ShlomiD83 commented 3 years ago

Hi All, I didn't understand what I'm supposed to enter in the private DNS server address. I'm running AGH on a raspberry pi & my router is the DHCP server with the pi's address as the primary DNS in the DHCP options. which address should I use? the Pi? the router/DHCP server? please advise.

EugeneOne1 commented 3 years ago

@ShlomiD83, judging by your setup, this field should contain the address of your router (which is DHCP in your network). But you may also leave it empty, because AGH should get it automatically.

ShlomiD83 commented 3 years ago

@ShlomiD83, judging by your setup, this field should contain the address of your router (which is DHCP in your network).

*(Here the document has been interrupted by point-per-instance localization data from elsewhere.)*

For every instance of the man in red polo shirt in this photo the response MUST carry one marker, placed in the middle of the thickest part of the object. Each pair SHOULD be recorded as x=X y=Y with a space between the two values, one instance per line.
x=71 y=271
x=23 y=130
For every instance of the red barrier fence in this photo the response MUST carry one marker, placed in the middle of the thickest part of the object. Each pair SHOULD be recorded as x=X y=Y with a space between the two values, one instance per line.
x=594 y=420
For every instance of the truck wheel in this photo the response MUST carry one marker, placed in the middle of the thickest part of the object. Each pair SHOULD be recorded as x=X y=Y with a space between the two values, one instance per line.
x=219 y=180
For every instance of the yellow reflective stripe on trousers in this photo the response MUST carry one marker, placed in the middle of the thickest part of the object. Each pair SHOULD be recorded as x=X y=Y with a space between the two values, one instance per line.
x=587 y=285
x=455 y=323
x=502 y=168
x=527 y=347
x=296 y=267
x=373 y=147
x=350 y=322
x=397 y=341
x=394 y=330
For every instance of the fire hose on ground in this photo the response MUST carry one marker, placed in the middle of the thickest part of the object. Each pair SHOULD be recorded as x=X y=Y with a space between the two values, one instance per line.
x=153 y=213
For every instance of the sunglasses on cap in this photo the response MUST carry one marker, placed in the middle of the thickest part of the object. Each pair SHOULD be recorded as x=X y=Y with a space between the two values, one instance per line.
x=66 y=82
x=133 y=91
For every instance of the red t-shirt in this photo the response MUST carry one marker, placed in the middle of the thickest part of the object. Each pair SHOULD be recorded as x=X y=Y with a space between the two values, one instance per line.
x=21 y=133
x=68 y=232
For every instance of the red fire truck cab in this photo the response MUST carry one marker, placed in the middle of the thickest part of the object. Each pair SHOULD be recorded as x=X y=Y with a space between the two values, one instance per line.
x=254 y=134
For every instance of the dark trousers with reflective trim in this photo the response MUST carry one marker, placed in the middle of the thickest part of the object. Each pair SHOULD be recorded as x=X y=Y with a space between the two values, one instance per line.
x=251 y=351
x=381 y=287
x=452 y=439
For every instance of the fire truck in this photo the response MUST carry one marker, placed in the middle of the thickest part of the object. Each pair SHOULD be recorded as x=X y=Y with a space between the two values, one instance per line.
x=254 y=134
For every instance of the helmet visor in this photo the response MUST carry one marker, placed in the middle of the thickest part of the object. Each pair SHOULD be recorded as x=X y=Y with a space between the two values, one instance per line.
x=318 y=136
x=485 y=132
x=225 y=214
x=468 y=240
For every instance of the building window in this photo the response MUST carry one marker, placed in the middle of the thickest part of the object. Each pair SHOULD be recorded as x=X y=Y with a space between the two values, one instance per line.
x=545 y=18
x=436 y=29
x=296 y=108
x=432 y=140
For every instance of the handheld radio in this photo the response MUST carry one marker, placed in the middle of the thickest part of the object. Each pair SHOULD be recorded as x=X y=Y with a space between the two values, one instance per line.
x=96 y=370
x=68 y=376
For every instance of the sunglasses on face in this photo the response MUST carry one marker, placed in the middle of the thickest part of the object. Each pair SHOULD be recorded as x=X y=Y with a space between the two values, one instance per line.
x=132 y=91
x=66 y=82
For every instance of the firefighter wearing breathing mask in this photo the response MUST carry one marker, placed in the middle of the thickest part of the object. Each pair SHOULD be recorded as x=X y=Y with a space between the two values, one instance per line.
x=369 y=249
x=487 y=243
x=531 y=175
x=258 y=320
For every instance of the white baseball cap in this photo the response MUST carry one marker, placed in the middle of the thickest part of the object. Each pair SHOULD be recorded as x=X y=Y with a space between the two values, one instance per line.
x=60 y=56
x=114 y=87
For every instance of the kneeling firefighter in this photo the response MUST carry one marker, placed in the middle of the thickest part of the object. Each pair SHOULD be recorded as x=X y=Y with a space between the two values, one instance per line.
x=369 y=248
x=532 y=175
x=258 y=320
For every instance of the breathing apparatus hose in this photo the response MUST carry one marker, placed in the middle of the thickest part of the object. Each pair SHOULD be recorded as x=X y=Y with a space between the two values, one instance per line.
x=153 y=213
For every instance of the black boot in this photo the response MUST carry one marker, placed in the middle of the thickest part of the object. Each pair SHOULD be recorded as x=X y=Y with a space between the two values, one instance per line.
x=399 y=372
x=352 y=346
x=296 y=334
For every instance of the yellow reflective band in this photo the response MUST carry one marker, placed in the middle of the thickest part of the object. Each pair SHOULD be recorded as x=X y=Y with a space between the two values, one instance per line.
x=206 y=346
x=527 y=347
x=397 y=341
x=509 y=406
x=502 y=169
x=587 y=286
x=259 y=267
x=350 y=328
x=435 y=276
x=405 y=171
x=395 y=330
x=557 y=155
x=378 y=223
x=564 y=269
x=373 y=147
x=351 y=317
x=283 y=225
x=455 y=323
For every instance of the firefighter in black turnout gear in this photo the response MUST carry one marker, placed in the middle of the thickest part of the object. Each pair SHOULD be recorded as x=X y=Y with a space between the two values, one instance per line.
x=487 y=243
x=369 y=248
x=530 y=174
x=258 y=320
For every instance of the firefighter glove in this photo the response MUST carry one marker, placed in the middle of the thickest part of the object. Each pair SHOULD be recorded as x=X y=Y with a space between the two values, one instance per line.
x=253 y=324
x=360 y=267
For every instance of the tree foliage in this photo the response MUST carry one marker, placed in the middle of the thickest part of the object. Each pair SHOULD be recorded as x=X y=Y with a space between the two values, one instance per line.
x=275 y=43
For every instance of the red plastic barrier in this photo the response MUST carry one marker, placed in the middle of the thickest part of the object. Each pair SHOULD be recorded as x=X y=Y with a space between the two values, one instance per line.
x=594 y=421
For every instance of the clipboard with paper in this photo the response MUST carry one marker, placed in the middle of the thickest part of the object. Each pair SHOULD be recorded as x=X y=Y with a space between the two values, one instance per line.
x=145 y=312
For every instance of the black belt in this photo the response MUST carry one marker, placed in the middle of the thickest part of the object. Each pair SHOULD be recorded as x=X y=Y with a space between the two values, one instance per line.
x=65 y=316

But you may also leave it empty, because AGH should get it automatically.

Ok, thank you.

EntropySmoke commented 3 years ago

What AGH needs is:

  1. Better documentation or simpler explanation (because Private DNS Server Address field when AGH is already your private local DNS server service running on your private local DNS server device like Raspberry Pi is just plain confusing, especially when your router's DHCP settings already specify IP of you already private local DNS server device for LAN and WAN)
  2. Simple UI and Advanced UI toggle
  3. Re-wording of "Data on the clients that use AdGuard Home, but not stored in the configuration" because all client IP's and host names in that section are very much stored in AGH (AdGuardHome.yaml) configuration.

A bit off-topic, but is there an advantage to using PTR instead of etc/hosts file in a system where all LAN IP's are static? is it more secure to use DHCP Static Leases with PTR rather using DHCP Static Leases with etc/hosts assignments?

I also noticed that when AGH is DHCP with Static Leases (and etc/hosts file does not list clients), my LAN clients show ARP as source, but WLAN clients show DHCP as source even when WLAN devices have static IP's assigned in their device settings.